You get fresh artwork from Eva Nahon, which resembles the sort of thing that we saw on the Köhntarkösz sleeve in 1974. It’s magma, isn’t it? It’s not terribly imaginative and it doesn’t really capture what is fundamental about these recordings: how colourful, full of life and un-doomy they are. They’d work for some generic greatest hits sleeve, but for the 1980s Olympia shows they are really not suitable. Even the original cheesy RCA sleeves feel far more relevant and really no better that the Seventh Records minimal version of the covers, which is merely functional. But that’s just packaging. Who cares about that, right?

Brad Boatright‘s remastering job is an improvement,however. It’s punchy and gives some real dynamic depth, particularly to Vander’s drums, but also as the various voices and keys play out over the performance everything is given the space it needs to breathe.

When considering whether to purchase a copy of this limited edition, one should however compare it closely with the Seventh edition. Sure, you’ll get a punchier surface but in the middle of both “Theusz Hamthaak” and “Mekanik Destruktiw Kommandoh” the music fades out and you’ll need to turn over the vinyl. This is the same as the original RCA LP and brutalises the unity of Vander’s composition to the same extent, whereas the Seventh CD version maintains the integrity of the pieces.

And so we might wonder what this Southern Lord remastering is for. There will only be 1,500 copies of this set, so if that is the case, it is not to maintain the integrity of the Magma legacy: it is really just for a few vinyl fetishists to acquire an investment for the future. Whether Seventh Records eventually put out Boatright’s remastering in a form that does not molest the completeness of the pieces on I and II is a matter for them to decide.

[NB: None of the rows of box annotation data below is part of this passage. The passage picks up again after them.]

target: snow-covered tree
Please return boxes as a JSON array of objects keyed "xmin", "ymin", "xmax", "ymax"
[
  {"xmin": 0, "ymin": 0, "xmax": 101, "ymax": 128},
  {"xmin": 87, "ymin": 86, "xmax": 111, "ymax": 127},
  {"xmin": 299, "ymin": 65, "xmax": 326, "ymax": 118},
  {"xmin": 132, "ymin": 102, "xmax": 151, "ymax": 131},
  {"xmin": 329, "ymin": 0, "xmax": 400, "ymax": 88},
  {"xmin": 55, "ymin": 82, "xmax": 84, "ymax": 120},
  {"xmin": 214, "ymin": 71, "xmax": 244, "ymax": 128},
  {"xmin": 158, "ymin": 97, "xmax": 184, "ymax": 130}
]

These are the crown jewels of the Magma empire. If you want a relatively compact set of recordings that showcases what this band and this composer were capable of at the height of their powers — with Paganotti and Vander in their key positions to hold these powerful compositions together and a vibrant supporting cast of the best of what French jazz fusion had to offer during this period — you can’t do much better.